1766, he was recalled to active service to command the Dolphin. Samuel Wallis secret instructions were: ‘to discover and obtain a complete knowledge of the Land or Islands supposed to be situated in the Southern Hemisphere’. It was believed that another continent existed to the south of South America, and Wallis spent twenty months sailing round the world looking for it. He found the islands of Tahiti and Wallis instead.
Wallis sailed from Plymouth in August 1766 with the Swallow under the command of Philip Carteret, entering the Pacific through the Magellan Straits in April 1767. Shortly after that the two ships parted, with Wallis sailing northwest passing through the Tuamotou Archipelago to reach Mehetia and Tahiti. On 18 June 1767 the sailors saw a mountain covered with cloud and thought it was the Southern Continent, instead they had discovered the island of Tahiti. He called Tahiti " King George Island" in honour of the English king. After some skirmishing with the natives, including firing his canons at them, and destroying their canoes, the Tahitians sued for peace, bringing gifts of food and cloth and giving access to their young women. The Dolphin’s sick went ashore to recuperate.
Leaving the Society Islands, Wallis's went through the main island groups of the western Pacific before reaching Tinian in the Northern Mariana Islands in August 1767. On 16th August 1767 he discovered the island of Uvea which was christened Wallis.
The Dolphin then sailed to Batavia (modern Jakarta), where many of his ship's crew died from dysentery. Leaving the Dutch colonial settlement, Wallis arrived back in England via the Cape of Good Hope in May 1768, in time to pass on navigational information to the Admiralty and Cook, then preparing to leave on his exploration voyage in the Endeavour.

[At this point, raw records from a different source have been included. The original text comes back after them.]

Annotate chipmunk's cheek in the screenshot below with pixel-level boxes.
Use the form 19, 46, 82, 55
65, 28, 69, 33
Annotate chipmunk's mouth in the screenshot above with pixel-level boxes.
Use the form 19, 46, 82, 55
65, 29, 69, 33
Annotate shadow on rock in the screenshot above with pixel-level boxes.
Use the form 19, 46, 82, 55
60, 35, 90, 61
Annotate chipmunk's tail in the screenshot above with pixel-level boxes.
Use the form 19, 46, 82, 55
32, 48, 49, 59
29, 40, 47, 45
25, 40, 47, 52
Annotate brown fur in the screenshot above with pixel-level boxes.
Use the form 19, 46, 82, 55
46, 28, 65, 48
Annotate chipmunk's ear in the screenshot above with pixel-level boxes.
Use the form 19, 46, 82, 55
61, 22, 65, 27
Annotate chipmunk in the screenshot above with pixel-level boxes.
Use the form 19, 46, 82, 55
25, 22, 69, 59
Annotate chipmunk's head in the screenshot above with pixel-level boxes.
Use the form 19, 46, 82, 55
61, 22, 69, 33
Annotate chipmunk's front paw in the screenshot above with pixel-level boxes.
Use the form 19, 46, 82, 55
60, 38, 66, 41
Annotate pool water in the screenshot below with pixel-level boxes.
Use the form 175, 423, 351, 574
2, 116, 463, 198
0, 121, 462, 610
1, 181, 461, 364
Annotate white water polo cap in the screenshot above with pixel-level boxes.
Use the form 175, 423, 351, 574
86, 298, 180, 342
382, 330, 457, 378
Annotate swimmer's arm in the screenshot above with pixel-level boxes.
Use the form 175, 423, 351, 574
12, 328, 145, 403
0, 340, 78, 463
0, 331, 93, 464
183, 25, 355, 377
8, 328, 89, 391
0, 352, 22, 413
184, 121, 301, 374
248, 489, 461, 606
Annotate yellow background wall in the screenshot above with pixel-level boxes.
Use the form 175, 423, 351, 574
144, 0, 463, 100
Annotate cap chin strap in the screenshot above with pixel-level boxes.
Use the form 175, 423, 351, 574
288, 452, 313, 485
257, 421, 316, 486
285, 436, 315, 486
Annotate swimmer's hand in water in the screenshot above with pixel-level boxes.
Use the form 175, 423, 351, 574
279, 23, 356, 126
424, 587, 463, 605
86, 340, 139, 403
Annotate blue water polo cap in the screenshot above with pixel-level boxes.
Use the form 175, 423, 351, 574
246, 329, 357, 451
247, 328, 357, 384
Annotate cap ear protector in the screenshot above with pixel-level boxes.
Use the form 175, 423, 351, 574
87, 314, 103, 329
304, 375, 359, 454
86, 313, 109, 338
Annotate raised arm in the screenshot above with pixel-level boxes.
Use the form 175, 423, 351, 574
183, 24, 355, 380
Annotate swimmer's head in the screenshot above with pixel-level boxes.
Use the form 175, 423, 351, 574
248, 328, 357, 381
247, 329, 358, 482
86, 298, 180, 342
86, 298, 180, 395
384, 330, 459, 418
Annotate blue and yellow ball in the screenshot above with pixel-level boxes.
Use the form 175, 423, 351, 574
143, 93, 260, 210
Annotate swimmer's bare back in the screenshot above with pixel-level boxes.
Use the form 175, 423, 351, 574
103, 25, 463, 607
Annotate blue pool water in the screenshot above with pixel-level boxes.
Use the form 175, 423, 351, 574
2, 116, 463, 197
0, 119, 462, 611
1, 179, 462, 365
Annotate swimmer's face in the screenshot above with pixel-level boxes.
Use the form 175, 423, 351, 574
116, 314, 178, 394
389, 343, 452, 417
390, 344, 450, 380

Wallis retired on half-pay until being recalled to active service briefly in 1770 as there was the threat of war with Spain over the Falkland Islands. He was again called on to command a vessel briefly in 1780, before being awarded a sinecure as an extra naval commissioner two years later. He lost this post in the administrative reforms pushed through by Edmund Burke, which saw the abolition of many government sinecures. He got it back however in 1787. Wallis remained a naval commissioner until he died in London in January 1795.